We are all Tina Belcher.
The oldest Belcher child sees herself, and is seen by the rest of her family, as the butt of the joke. These are the perspectives through which we, the viewers, see her. Through them, Tina's a disaster. Her friend-fiction, her horse obsession, her total social awkwardness—all these things make it seem like Tina is an outcast, a total weirdo, someone whose hormones make her unfit for society but forced to appear for our amusement anyway.
But Bob's Burgers doesn't seem to actually want to portray Tina as such a social waste. Bob's Burgers loves its weirdos. So Tina gets rewarded for her weirdness. Not only is the primary object of her crushes generally interested in her--“But I've logged over 3000 fantasy hours with my relationship with Jimmy Jr. You don't just throw that away”--but she's also got a new boy, Josh, who's equally interested in her. I'd say “Everything's coming up Tina!” here, except Linda may have trumped that: “C'mon Bob, Tina had a long wait to get to the buffet. Let her pig out.”
There's more going on here than simply the show deciding to be extra nice to Tina, though. Bob's Burgers is really suggesting that we're all weirdos. Having ridiculous hobbies and obsessions at that age, as they collide with hormones, isn't weird. Using Jimmy Jr., Bob's Burgers actually portrays that as entirely normal for everyone. Through Bob's Burgers' run Jimmy Jr.'s has filled the role of the popular, romantically unattainable kid. He's the son of Bob's wealthier, meaner rival, and Tina always feels like he's totally out of her league. But even though he fills that role conceptually, he's never actually embodied it. He likes Tina, knowing her weirdness. And with his dancing, he's really just as weird as she is—and he's treated as entirely normal within the show's universe. These kids may be freaks, but they're not abnormal freaks. We're all freaks. We're all Tina Belcher.
“Two For Tina” also continues Bob's Burgers' winning season (it's as hot as the Miami Heat, he announced topically!), which it's accomplished largely by focusing on Tina. I was skeptical of Gene and Tina as focuses for episodes initially, and while I'm still not entirely certain how often Gene can carry an episode, I'm delighted that Bob's Burgers has blasted away my Tina-based skepticism. Episodes like this one, “Tina-rannosaurus Wrecks,” and “Broadcast Wagstaff School News” indicate that yes, Tina is a star. She can be the focus of the show's best episodes.

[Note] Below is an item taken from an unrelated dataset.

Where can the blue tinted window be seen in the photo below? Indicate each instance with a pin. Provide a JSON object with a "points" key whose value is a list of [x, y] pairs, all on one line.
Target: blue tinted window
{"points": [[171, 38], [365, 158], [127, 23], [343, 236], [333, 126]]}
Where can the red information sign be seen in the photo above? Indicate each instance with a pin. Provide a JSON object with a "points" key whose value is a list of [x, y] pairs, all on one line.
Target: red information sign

And this was indeed one of the show's best episodes. In addition its smart character work, its jokes all landed. Jimmy Jr. hasn't often been used for humor, but he's effective here when he gets his own goals, instead of just being the object of Tina's desire. Him using dance moves to express mundane thoughts is one of the best early jokes: “What's that dancing for?” “It's for your skirt's stuck in your underwear.” “Oh, thanks for telling...me.”
The Belcher parents, meanwhile, have their own silly sideplot, where Linda tries to force Bob to go his first-ever school dance. She then recreates the drama and bad behavior for Bob's benefit. Much like last week's science project, I thought the show did a good job of not pushing this plot any more than it needed. More than that, it also made me realize that Linda's become firmly a fifth member of the family it terms of comedy. It's been a long time since I felt like she's been a drag on an episode. Her speech about crowning and naming the raccoons in the alley was marvelously deranged, and one of the best parts of a great episode. Bob's Burgers just keeps humming along, delightfully.
- “It was like being on a romantic stool.” “Yeah,, well consider that just a stool sample.” An example of a joke made even funnier by an initial double entendre explicit.
- Quiet episode for Louise, but her photobomb of Tina and Bob's photo made my night.